Angel braced himself with a short exhale. This next one she’d chosen would be tough. It depicted two stallions with boxing gloves on their forehooves, glaring at each other through bruised eyes, and snarling through cut lips.

“Boxing?”

A good start, but Angel shook his head.

“Hmmm… a fight?”

Angel made a tsk sound. He held up one paw and darted out of the kitchen, returning with a thesaurus. He opened up the page to ‘fight’, and then pointed at the plethora of words underneath it.

“Uhhhh…” Fluttershy began reading. “An altercation…? An argument? A battle? A bout?”

Angel smacked his paws together.

“A bout!” Fluttershy celebrated.

Angel put on an open-mouthed grin. He threw his paws up in the air, and then pointed them at the card.

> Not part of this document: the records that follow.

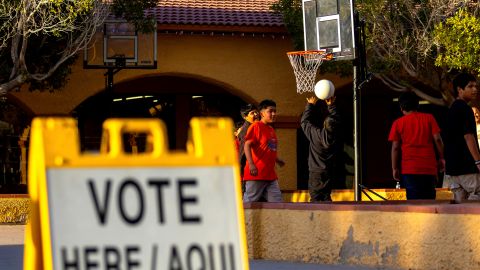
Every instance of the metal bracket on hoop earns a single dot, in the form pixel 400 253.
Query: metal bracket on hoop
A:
pixel 118 45
pixel 305 65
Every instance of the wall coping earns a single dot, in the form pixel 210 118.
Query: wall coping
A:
pixel 418 206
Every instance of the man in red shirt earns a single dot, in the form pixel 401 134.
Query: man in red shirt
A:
pixel 261 154
pixel 416 134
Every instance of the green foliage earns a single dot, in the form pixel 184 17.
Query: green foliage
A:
pixel 291 11
pixel 459 39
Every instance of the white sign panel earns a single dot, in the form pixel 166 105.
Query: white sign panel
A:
pixel 153 218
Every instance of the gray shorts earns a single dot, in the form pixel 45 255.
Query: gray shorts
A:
pixel 255 190
pixel 464 187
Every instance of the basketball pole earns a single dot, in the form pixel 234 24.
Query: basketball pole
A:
pixel 360 77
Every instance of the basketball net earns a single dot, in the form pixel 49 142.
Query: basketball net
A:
pixel 305 66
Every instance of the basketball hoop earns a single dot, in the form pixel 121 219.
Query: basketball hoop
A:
pixel 305 65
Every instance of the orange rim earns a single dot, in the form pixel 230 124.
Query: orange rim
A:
pixel 327 56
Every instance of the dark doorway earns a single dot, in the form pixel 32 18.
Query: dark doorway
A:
pixel 174 108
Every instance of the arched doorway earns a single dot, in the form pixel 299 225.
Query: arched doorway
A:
pixel 14 134
pixel 173 99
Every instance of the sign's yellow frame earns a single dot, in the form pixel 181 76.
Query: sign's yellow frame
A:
pixel 54 143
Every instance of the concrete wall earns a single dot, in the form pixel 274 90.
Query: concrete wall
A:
pixel 407 236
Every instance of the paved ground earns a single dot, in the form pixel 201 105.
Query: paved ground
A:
pixel 11 255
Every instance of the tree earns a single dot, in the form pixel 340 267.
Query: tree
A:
pixel 459 39
pixel 39 39
pixel 403 45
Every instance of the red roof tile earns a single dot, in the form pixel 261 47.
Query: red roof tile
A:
pixel 216 12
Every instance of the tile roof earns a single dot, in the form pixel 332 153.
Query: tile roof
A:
pixel 217 12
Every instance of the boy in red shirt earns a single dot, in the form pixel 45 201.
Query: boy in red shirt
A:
pixel 415 135
pixel 261 154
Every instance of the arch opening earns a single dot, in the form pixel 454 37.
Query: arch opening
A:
pixel 173 99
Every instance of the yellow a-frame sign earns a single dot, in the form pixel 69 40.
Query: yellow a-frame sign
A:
pixel 152 210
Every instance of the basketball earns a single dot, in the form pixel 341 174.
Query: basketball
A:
pixel 324 89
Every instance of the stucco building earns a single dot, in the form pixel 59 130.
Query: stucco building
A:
pixel 213 57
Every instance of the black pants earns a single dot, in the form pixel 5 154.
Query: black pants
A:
pixel 419 186
pixel 319 186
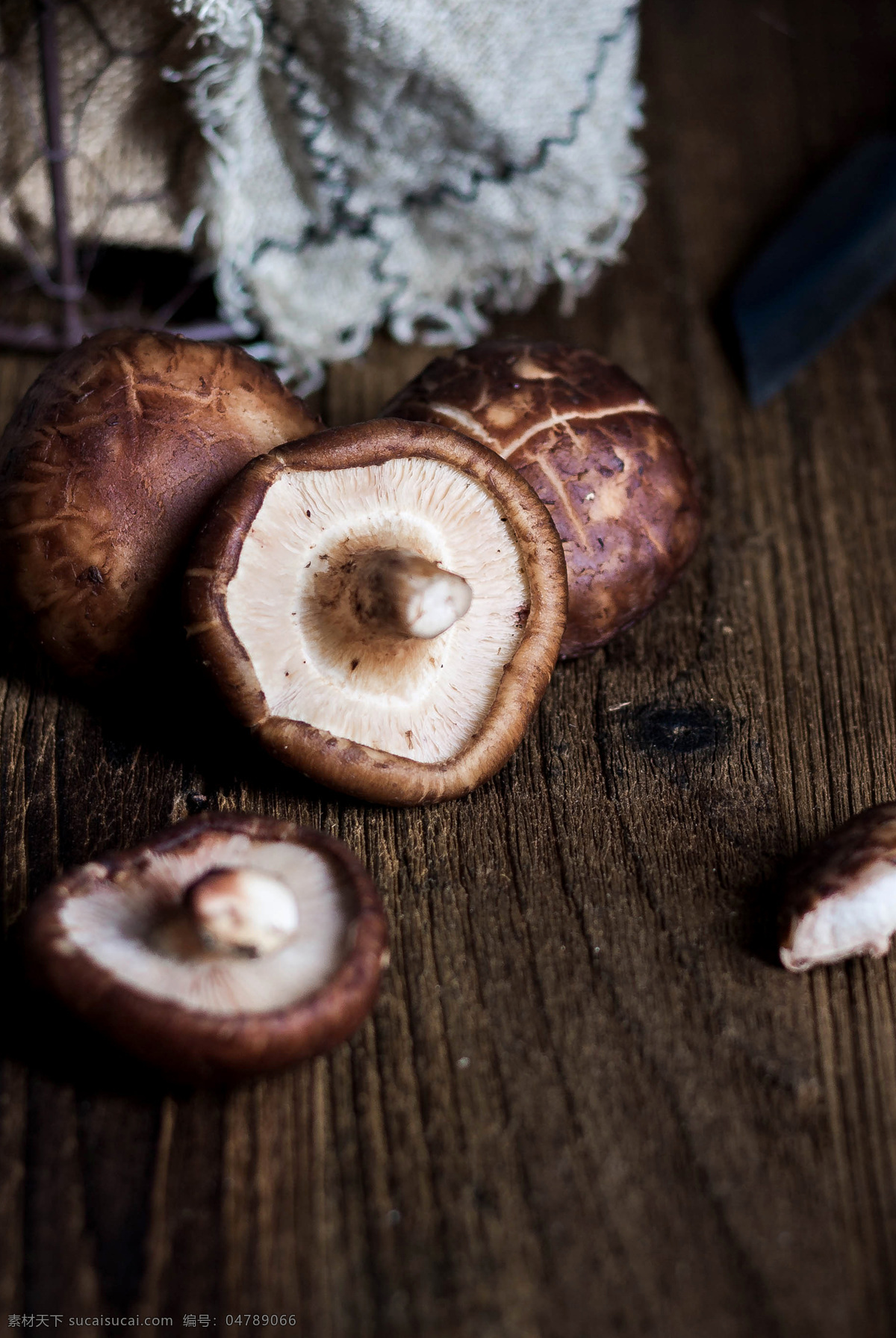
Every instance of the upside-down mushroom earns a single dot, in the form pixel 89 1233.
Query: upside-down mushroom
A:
pixel 606 463
pixel 108 463
pixel 841 896
pixel 224 947
pixel 383 605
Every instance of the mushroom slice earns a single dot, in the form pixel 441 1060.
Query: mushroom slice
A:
pixel 841 898
pixel 108 463
pixel 383 605
pixel 226 947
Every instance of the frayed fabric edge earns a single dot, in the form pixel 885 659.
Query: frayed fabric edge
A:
pixel 217 89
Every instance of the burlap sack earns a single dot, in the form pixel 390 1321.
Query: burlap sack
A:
pixel 417 162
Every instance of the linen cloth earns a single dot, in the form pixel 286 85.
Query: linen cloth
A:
pixel 417 162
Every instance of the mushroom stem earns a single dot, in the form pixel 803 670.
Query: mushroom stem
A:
pixel 405 595
pixel 243 911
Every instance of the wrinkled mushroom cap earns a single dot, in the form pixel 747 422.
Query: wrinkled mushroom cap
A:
pixel 387 717
pixel 115 940
pixel 841 896
pixel 108 463
pixel 606 463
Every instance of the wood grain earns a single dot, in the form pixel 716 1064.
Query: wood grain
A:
pixel 588 1101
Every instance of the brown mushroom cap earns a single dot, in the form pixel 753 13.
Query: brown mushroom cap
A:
pixel 108 463
pixel 841 896
pixel 276 616
pixel 114 941
pixel 606 463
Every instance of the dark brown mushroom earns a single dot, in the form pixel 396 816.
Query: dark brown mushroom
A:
pixel 224 947
pixel 606 463
pixel 383 605
pixel 841 896
pixel 108 463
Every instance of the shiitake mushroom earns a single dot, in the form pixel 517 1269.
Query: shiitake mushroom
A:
pixel 606 463
pixel 226 947
pixel 383 607
pixel 108 466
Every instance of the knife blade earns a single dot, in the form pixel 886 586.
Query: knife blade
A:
pixel 831 260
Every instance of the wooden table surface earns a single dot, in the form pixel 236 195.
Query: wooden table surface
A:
pixel 588 1101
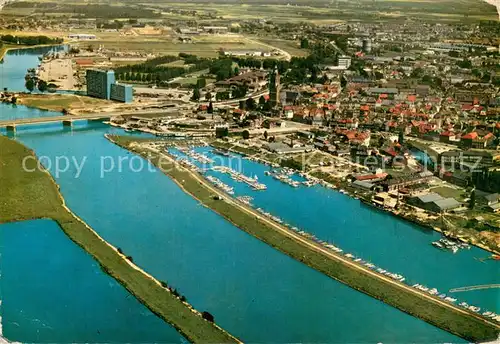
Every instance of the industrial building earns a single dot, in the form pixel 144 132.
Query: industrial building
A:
pixel 102 84
pixel 122 93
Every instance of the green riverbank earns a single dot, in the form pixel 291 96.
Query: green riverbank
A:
pixel 35 195
pixel 430 309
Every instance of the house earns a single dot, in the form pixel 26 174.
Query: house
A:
pixel 446 136
pixel 489 199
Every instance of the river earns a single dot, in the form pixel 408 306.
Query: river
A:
pixel 254 291
pixel 391 243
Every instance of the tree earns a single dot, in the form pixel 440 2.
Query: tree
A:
pixel 304 43
pixel 196 95
pixel 250 104
pixel 207 316
pixel 343 82
pixel 401 137
pixel 42 86
pixel 200 83
pixel 30 85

As Fluttershy scrawled both words onto the card, Angel snatched at the last one on the table. It was his finest work, a mean-looking stallion with a brown pelt and a stubble, wearing a flat cap and sucking on the end of a corn pipe. Angel shook his head. This one would be impossible, but the card wasn’t meant for her anyways. The pony he’d be playing with tomorrow would know what it meant.

Fluttershy glanced to her left and then her right. She put on a coy smile. “So… Did I win?”

Angel glowered and pointed up the stairs. Fluttershy marched.

***

That night, Fluttershy let it slip that she had sent a letter to Bookface.

“I didn’t leave the cottage,” she explained to his frantically tapping foot. “I just put it in the mailbox…”

Angel sighed and applied his paw to his forehead.

“I’m almost done my book,” Fluttershy said. “And I was wondering if she could give me another one!”